The Oxford Guide to
Financial Modeling

Professors Ho and Lee are authors of the famous Ho and Lee interest rate model. Both have had long and illustrative careers as academics and practitioners. As one might expect, they have much to say about finance, and that is evident in the physical heft of this book. Weighing 3.3 pounds, it is packed with information. Targeting primarily a university audience, the book is positioned as an alternative to Hull's (2002) aging classic.

 

Refreshingly, the authors chart their own course. This isn't just an elementary introduction to financial engineering. The book is a soup-to-nuts exploration of modeling in finance. Topics include:

portfolio theory,

equity, fixed income and credit financial engineering,

financial risk management, and

corporate finance, including valuation and real options.

The authors may have been influenced by the Black, Derman and Toy interest rate model. That model was published in a completely non-technical article in the Financial Analysts Journal. Not a single formula appeared in the entire paper yet, in plain English, those authors explained to readers how to implement their model. Such accessibility is no doubt a reason for that model's popularity. In this book, Ho and Lee relegate most formulas to chapter appendices, favoring lengthy plain-English explanations in the body of the text. I think, however, the result is wanting. Black, Derman and Toy labored over the drafting of their paper for months, writing and rewriting it over and over again. It was just a few pages long. This book has 735 pages, so the authors had to spread their efforts more thinly. The writing is good but not brilliant. Honestly, it could use some polishing. More formulas would have clarified discussions. With formulas sparse, I think readers will be frustrated.

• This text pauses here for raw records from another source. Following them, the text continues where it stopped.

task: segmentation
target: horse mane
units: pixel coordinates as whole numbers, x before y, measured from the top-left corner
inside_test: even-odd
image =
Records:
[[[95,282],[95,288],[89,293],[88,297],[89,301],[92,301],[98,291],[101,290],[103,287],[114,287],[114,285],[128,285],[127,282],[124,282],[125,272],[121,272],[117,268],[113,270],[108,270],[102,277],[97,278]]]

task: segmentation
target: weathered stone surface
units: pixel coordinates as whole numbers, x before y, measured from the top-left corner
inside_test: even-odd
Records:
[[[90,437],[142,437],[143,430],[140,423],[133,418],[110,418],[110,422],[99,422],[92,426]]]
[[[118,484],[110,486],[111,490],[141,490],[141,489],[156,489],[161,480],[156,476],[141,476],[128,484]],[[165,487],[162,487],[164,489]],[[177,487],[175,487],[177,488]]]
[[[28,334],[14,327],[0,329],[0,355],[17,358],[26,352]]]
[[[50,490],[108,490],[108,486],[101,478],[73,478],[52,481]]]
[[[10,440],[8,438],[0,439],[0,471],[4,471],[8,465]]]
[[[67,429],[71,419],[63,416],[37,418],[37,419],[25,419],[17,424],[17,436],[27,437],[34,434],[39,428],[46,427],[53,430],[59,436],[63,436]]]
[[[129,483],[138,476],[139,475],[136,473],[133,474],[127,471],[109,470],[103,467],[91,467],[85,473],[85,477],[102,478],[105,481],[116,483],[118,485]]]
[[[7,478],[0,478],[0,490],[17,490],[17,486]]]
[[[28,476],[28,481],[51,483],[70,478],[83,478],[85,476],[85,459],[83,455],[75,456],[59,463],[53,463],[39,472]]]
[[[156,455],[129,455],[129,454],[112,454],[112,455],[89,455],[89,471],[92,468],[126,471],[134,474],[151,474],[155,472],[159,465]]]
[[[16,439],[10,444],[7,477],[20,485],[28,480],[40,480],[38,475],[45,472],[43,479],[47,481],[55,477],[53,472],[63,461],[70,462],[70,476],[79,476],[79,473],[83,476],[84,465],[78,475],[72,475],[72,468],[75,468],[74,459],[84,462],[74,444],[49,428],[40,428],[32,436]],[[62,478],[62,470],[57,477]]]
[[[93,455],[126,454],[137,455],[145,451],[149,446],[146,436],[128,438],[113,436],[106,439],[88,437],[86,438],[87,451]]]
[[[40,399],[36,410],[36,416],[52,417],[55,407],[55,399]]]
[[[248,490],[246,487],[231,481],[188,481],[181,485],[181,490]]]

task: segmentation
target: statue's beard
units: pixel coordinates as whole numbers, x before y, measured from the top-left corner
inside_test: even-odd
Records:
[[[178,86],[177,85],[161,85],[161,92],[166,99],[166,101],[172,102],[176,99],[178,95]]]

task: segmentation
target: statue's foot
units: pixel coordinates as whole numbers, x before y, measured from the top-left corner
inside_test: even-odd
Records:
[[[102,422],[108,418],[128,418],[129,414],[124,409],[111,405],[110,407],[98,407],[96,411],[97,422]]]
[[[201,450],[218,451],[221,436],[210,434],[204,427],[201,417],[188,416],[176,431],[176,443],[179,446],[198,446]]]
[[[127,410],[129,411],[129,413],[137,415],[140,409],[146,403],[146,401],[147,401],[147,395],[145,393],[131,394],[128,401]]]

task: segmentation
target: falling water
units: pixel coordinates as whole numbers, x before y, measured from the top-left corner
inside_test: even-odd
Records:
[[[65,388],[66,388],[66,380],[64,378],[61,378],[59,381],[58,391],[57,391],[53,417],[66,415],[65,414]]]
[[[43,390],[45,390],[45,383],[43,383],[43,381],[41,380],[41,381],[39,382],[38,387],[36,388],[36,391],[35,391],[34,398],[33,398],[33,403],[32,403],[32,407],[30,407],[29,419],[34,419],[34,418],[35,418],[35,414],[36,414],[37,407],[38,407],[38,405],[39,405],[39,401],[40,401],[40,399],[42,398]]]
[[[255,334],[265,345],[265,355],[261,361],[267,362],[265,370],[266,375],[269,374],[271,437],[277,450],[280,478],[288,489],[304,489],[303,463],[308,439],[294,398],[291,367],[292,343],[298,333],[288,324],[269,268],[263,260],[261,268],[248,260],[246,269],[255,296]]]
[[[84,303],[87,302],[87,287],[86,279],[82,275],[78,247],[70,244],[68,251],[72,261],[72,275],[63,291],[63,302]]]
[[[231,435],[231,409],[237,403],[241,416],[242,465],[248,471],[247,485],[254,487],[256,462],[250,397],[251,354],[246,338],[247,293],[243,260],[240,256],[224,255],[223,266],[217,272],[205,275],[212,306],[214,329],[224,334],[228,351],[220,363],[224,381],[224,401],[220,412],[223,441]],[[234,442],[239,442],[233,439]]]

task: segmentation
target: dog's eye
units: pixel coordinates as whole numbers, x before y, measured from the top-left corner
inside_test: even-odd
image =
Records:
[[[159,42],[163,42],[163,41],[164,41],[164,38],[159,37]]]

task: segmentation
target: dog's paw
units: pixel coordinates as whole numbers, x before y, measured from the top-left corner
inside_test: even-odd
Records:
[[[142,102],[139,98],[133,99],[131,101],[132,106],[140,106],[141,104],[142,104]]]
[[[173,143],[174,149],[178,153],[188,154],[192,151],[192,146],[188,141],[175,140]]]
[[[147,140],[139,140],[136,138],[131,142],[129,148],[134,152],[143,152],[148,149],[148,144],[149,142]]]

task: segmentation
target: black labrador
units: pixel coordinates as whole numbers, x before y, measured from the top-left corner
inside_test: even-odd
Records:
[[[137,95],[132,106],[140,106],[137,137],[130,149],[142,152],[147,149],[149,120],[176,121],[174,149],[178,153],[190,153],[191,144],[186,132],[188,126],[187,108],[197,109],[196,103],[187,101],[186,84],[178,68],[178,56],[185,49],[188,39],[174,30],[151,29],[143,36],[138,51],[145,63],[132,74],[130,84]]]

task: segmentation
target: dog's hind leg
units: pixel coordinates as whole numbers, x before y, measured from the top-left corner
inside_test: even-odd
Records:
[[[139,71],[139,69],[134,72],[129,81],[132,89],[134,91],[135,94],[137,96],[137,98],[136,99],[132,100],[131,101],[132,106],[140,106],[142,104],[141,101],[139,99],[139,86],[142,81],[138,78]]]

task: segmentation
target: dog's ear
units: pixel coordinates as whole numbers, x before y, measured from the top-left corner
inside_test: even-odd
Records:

Another shortcoming is a complete absence of exercises.

Contents

Derivatives Valuation

1. Introduction: Discounted Cash Flow Method

2. Equity Market: The Capital Asset Pricing Model

3. Bond Markets: The Bond Model

4. Equity Options: the Black-Scholes Model

5. Interest Rate Derivatives: Interest Rate Models

6. Implied Volatility Surface: Calibrating the Models

7. Exotic Options: Bellman's Optimization, the Filtration Model, and the n-Factor Model

Corporate Liabilities

8. Investment Grade Corporate Bonds: Option Adjusted Spreads

9. High-Yield Corporate Bonds: The Structural Models

10. Convertibles, MBS/CMO, and Other Bonds: The Behavioral Models

11. Financial Institutions' Liabilities: Required Option Adjusted Spread

Corporate Finance

12. Valuation of a Firm: The Business Model

13. Strategic Value of a Firm: Real Options

14. Optimal Corporate Financial Decisions: Corporate Model

15. Risk Management

16. Financial Institutions: Applications of Financial Models

17. Structured Finance: Foreign Exchange Models

18. Concluding Thoughts

19. Technical Matters: Market Model and Binomial Lattices

A challenge for all authors of elementary financial engineering texts is the question of how to use stochastic calculus. Readers of such books cannot be expected to have any background in the subject, so what to do? Don't mention stochastic calculus? Gloss it over? Delve into a lengthy but distracting introduction? Few books handle the problem well, and this one is no exception. Targeting a mathematically unsophisticated audience, the authors shun all use of calculus in the body of the first few chapters. Then, when they start to discuss interest rate models, they suddenly start tossing around stochastic differential equations. Ouch! The students they were catering to in the earlier chapters are going to be lost.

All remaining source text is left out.